The Green Party's best-known presidential candidate may be Cynthia McKinney, an African-American woman who served six terms in Congress representing a Georgia district; she had more than $91,000 in her coffers at presstime. McKinney was famously defeated in a 2002 Democratic primary because, she alleged in a lawsuit, Republicans voted in it, mobilizing to shut her out by voting for her opponent. The practice was deemed legal, and the lawsuit tossed out. Although McKinley has stood up for Hurricane Katrina victims, minority farmers, and government transparency, she is sometimes characterized as haughty. In one infamous incident, she struck a Capitol police officer who stopped her when she passed a security checkpoint. She has also introduced articles of impeachment against George Bush, Condoleezza Rice, and Dick Cheney.

A stumbling block for the Greens may be the lingering effect of Ralph Nader's 2000 presidential run, AKA "the spoiler effect." When George Bush won the presidency in 2000, the election was tipped by Florida, where Bush eked out a win by just 537 votes. In the aftermath, many Democrats blamed Nader for diverting votes from Al Gore. "There's a perception that we're public enemy number one," Mesplay says. Greens point out that Gore was a weak candidate who didn't win even his home state and that four times as many Florida Democrats voted for Bush in that election as voted for Nader. Nader is running for president as an independent this year.

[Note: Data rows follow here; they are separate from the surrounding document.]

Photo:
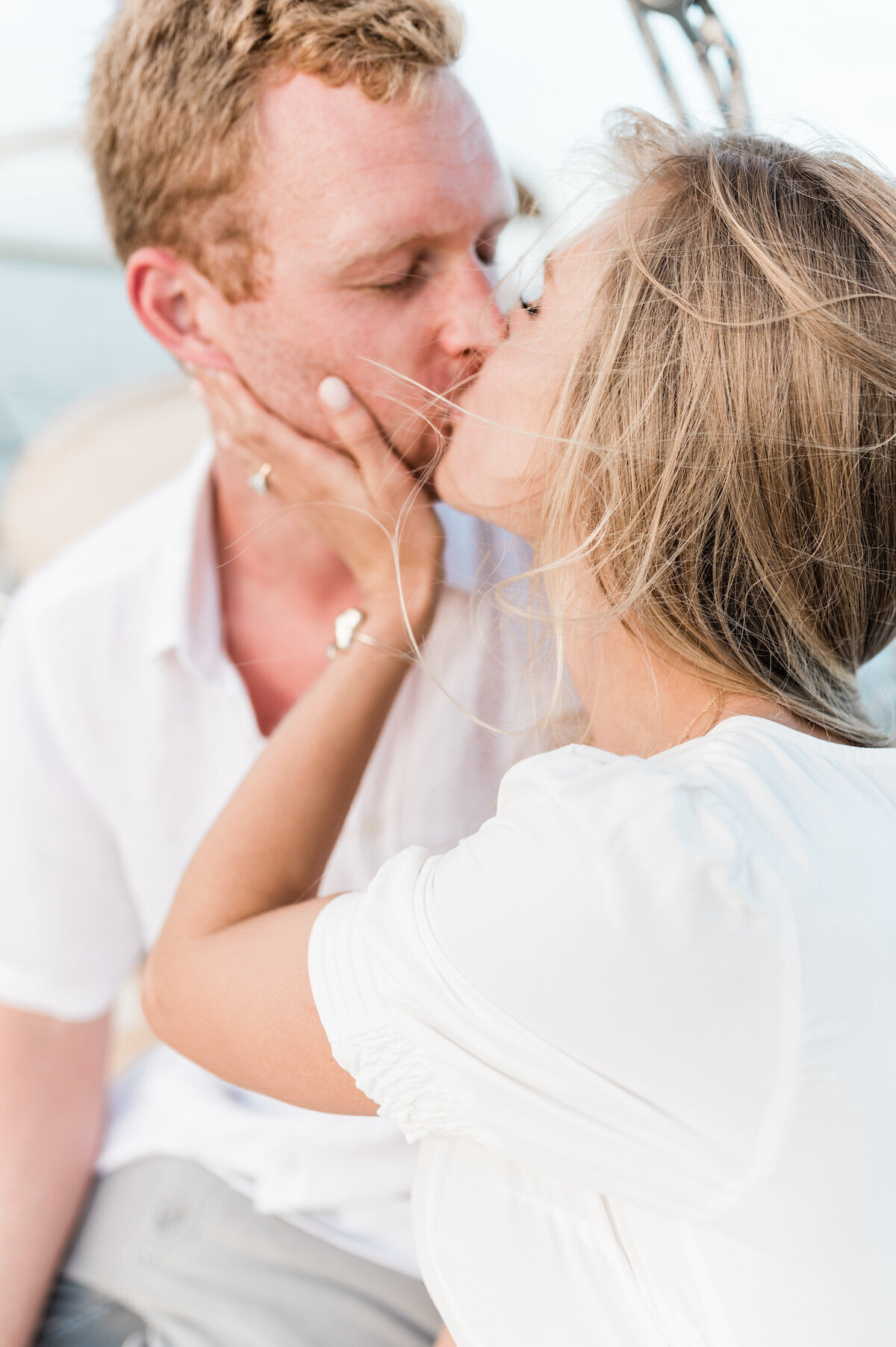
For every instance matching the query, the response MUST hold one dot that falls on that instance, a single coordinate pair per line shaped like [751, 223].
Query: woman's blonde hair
[727, 437]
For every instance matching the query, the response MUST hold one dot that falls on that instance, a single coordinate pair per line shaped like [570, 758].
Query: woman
[646, 1020]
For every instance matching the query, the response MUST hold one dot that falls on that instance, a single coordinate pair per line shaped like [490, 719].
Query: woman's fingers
[361, 438]
[259, 437]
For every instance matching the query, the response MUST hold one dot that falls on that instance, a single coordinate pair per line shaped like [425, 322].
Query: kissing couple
[639, 1016]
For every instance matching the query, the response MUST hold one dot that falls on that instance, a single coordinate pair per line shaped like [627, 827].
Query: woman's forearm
[273, 842]
[227, 983]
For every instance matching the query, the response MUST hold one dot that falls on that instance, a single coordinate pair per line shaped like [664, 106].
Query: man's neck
[281, 589]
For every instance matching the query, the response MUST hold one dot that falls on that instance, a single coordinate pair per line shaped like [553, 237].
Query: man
[298, 189]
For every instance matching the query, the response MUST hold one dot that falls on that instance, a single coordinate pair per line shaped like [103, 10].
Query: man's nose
[473, 323]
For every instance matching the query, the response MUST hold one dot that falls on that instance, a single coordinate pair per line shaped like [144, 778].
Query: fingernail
[336, 393]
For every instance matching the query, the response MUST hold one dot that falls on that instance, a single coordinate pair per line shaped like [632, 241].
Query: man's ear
[177, 306]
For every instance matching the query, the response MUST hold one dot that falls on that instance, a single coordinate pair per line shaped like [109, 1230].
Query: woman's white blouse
[644, 1023]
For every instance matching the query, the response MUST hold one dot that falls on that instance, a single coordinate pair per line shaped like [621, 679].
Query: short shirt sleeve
[68, 933]
[588, 985]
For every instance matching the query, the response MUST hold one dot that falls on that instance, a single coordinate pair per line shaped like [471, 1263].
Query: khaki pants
[169, 1256]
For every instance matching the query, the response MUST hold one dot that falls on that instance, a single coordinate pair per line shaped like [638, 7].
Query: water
[65, 332]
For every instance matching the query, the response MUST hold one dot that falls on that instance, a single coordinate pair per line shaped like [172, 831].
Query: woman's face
[496, 461]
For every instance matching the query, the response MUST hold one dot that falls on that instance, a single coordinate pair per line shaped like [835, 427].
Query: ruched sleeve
[589, 985]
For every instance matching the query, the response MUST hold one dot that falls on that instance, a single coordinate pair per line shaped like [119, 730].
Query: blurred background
[546, 77]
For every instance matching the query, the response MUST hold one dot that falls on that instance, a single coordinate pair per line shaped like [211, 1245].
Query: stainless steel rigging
[713, 46]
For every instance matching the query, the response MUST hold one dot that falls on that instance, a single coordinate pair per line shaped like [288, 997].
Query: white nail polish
[336, 393]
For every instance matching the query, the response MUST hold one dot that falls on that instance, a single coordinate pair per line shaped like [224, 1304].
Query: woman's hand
[363, 501]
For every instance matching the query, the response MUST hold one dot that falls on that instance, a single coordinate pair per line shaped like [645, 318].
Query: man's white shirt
[124, 728]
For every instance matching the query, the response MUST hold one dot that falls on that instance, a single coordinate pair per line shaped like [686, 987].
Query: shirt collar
[185, 615]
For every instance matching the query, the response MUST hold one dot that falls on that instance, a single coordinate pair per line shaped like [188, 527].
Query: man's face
[380, 223]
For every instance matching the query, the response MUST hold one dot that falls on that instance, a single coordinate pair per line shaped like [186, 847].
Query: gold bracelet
[345, 631]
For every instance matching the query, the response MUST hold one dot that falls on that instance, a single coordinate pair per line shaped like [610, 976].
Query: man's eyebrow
[385, 247]
[382, 249]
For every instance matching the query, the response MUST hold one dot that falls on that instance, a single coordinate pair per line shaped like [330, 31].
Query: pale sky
[544, 75]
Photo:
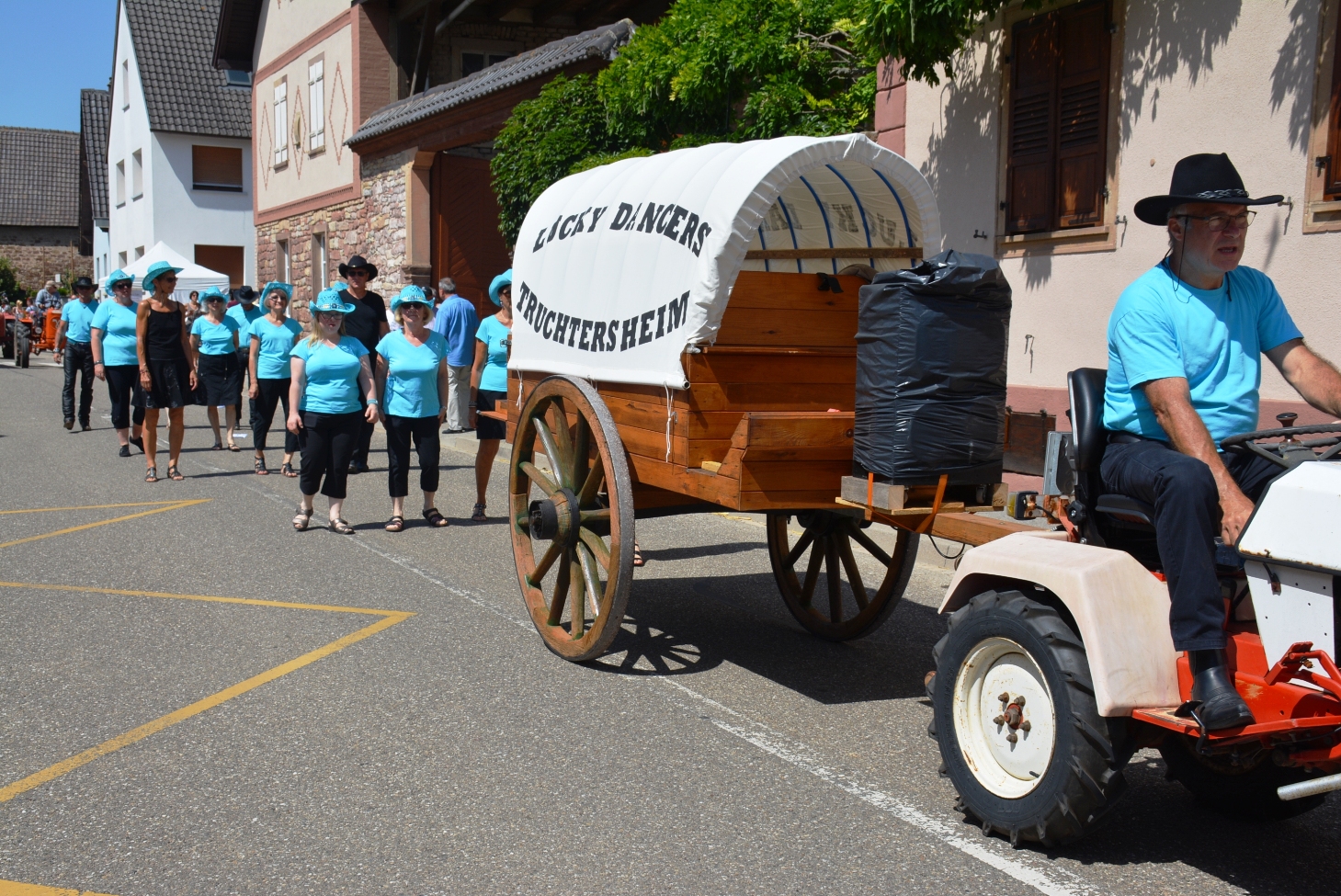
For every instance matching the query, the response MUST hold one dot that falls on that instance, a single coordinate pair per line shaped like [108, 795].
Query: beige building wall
[1244, 76]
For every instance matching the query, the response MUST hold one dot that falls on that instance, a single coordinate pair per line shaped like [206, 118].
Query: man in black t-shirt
[367, 323]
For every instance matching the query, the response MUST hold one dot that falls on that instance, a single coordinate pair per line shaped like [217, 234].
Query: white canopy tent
[619, 267]
[193, 278]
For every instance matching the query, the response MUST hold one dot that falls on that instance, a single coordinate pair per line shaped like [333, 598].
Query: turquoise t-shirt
[78, 318]
[412, 374]
[494, 335]
[275, 345]
[332, 374]
[1163, 327]
[215, 338]
[119, 333]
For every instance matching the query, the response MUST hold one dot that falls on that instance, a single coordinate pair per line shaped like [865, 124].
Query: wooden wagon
[684, 340]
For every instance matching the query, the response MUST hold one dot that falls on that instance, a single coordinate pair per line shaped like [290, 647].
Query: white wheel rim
[994, 668]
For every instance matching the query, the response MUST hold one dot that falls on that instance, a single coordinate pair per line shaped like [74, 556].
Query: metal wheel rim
[604, 560]
[809, 595]
[994, 667]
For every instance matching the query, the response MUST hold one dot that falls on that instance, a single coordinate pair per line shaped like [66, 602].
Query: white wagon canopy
[617, 270]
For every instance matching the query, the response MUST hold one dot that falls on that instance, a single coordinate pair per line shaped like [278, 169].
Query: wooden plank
[869, 253]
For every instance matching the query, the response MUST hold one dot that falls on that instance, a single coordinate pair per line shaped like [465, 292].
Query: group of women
[152, 361]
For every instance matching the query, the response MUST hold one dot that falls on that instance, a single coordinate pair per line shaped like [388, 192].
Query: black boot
[1212, 687]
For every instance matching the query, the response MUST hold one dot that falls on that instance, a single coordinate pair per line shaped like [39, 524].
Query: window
[282, 260]
[318, 263]
[216, 168]
[280, 122]
[317, 104]
[224, 259]
[1057, 151]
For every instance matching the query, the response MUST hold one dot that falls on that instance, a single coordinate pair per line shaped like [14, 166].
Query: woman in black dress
[166, 365]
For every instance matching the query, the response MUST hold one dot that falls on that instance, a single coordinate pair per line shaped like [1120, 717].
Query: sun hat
[496, 286]
[157, 270]
[287, 289]
[329, 301]
[411, 294]
[1206, 177]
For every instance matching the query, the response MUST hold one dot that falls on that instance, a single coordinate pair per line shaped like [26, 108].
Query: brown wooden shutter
[1083, 114]
[1030, 157]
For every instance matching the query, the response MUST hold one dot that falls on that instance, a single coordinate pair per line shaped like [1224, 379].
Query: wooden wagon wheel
[825, 550]
[581, 516]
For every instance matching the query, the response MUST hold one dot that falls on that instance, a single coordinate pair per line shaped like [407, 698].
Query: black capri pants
[125, 391]
[400, 431]
[268, 393]
[327, 440]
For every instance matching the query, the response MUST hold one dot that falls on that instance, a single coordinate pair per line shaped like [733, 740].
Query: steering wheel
[1290, 452]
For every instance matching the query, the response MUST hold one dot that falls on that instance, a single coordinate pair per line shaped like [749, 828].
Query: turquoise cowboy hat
[411, 294]
[117, 277]
[157, 270]
[503, 279]
[329, 301]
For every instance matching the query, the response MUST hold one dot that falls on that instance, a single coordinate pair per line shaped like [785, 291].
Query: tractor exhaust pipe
[1309, 788]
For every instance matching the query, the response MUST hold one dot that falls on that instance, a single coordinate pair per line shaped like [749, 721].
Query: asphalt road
[432, 744]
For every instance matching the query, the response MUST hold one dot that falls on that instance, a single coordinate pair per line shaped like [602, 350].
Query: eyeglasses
[1217, 223]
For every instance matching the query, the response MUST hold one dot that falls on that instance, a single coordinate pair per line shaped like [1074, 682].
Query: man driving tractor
[1185, 346]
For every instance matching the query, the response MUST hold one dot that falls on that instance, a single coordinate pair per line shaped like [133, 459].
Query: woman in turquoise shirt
[330, 372]
[412, 385]
[271, 338]
[215, 335]
[116, 361]
[488, 384]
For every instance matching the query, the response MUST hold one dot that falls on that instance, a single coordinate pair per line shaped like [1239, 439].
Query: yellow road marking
[15, 888]
[389, 618]
[177, 505]
[44, 510]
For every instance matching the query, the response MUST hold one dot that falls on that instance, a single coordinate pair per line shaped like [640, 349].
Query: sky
[52, 50]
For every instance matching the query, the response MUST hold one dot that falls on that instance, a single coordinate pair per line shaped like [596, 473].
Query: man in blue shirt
[76, 357]
[1185, 364]
[456, 321]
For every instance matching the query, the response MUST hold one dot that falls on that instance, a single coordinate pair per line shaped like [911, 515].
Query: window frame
[1097, 238]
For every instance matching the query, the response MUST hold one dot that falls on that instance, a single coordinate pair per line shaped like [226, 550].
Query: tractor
[1058, 663]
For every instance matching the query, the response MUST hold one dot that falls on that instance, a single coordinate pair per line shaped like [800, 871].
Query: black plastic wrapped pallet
[931, 372]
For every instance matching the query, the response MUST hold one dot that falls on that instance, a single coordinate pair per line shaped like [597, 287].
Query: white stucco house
[178, 148]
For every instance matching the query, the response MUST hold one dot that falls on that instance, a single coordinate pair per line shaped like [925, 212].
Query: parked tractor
[1060, 664]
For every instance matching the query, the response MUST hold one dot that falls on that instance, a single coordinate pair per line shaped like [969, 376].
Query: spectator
[74, 329]
[456, 323]
[412, 387]
[367, 323]
[488, 385]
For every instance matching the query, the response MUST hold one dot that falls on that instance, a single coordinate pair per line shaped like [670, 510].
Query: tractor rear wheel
[1017, 721]
[1244, 790]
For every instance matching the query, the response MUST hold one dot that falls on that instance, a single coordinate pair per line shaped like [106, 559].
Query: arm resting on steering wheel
[1314, 379]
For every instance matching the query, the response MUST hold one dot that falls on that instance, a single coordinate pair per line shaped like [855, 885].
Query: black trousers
[327, 441]
[125, 391]
[400, 431]
[1187, 519]
[78, 361]
[271, 391]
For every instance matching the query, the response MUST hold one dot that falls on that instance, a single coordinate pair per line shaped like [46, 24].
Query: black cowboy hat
[358, 262]
[1206, 177]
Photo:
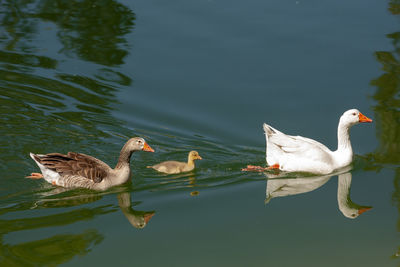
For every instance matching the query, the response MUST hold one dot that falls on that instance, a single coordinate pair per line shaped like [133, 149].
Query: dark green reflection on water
[387, 112]
[93, 30]
[56, 96]
[42, 107]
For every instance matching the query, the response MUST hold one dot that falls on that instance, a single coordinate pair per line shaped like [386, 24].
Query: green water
[85, 76]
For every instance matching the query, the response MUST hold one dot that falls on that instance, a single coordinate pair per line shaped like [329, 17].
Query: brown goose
[76, 170]
[172, 167]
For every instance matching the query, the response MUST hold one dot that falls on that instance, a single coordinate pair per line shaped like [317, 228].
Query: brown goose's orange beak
[360, 211]
[146, 147]
[363, 118]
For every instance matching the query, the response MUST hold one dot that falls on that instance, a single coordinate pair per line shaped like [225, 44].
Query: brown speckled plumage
[80, 170]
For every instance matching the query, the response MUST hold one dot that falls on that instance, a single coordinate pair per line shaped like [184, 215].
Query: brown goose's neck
[190, 161]
[124, 158]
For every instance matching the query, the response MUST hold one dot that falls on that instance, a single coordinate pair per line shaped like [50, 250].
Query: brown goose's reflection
[277, 187]
[138, 219]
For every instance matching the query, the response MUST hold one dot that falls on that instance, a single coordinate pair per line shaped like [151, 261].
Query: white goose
[300, 154]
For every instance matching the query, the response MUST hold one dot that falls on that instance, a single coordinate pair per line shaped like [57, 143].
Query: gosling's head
[193, 155]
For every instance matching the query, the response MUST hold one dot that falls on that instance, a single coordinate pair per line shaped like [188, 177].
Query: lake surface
[87, 75]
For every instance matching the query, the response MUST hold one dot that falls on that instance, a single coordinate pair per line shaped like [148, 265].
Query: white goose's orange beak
[147, 148]
[148, 216]
[363, 118]
[360, 211]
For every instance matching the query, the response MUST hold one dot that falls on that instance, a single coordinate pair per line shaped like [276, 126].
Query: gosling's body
[174, 167]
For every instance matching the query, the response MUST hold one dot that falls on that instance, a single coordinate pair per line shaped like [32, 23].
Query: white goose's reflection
[346, 205]
[277, 187]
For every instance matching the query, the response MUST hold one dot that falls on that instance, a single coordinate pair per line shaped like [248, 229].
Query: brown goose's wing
[76, 164]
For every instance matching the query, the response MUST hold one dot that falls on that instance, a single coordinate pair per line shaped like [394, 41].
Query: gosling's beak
[364, 210]
[363, 118]
[146, 147]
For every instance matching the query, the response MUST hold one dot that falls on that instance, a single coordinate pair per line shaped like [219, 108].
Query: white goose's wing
[280, 145]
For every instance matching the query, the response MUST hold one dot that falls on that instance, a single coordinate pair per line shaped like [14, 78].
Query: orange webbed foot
[260, 169]
[35, 175]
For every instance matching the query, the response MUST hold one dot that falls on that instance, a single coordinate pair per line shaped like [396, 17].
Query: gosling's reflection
[138, 219]
[277, 187]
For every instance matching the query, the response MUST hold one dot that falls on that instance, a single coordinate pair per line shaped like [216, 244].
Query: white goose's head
[352, 117]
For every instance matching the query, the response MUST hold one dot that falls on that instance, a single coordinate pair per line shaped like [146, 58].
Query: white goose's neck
[344, 183]
[344, 153]
[344, 144]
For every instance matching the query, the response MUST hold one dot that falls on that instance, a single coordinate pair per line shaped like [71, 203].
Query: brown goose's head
[138, 143]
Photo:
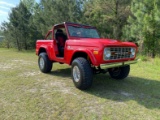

But the election is still a distant battle as the Greens spend much of their energy simply trying to get their party on ballots. "Ninety percent of the time is taken up trying to be treated fairly," Johnson sighs.

Currently, the Greens will be on the presidential ballot in 23 states, but they are pushing for more. Ballot access varies from state to state. McMillan says that in Florida, getting on is easy — any party organized on a statewide basis can qualify. But in Oklahoma, they'd need to collect 43,324 signatures, making it a long shot.

At last count, in November 2006, McMillan says, there were 289,177 registered Greens in the country — but that's counting only the 21 states where a person is even able to register Green. Florida, McMillan says, listed 6,607 Green voters.

Greens believe their struggle illuminates the cause of third parties everywhere, and sometimes little-guy candidates help each other out. Former Alaska Sen. Mike Gravel initially ran on the Democratic ticket and switched to Libertarian but took the time to endorse the Greens' Jesse Johnson along the way. The Federal Election Commission's website lists 135 presidential candidates this season. And even though he is part of the moneyed and highly visible Republican Party, Ron Paul is still in the running. As recently as the first week of May, Paul still had $4 million to spend.

"I'm not concerned with national politics," Palm Beach County's Jayne King says breezily. "It's about local elections and changing the system."

King points out that Lake Worth City Commissioner Cara Jennings is the highest elected Green in Florida. And this fall, vote-count activist Ellen Brodsky will run for the Broward County Board of Elections as a Green.

By the end of the radio fundraiser, Jennings had won the cakewalk. King was preparing a trip to India to buy fair trade goods. And the Greens had raised $743, largely because Bonnie Redding pledged to donate her $600 economic stimulus check. You can hear about it all at www.pbcgreenparty.org — just as soon as the Greens scrape up the cash to buy that mixer.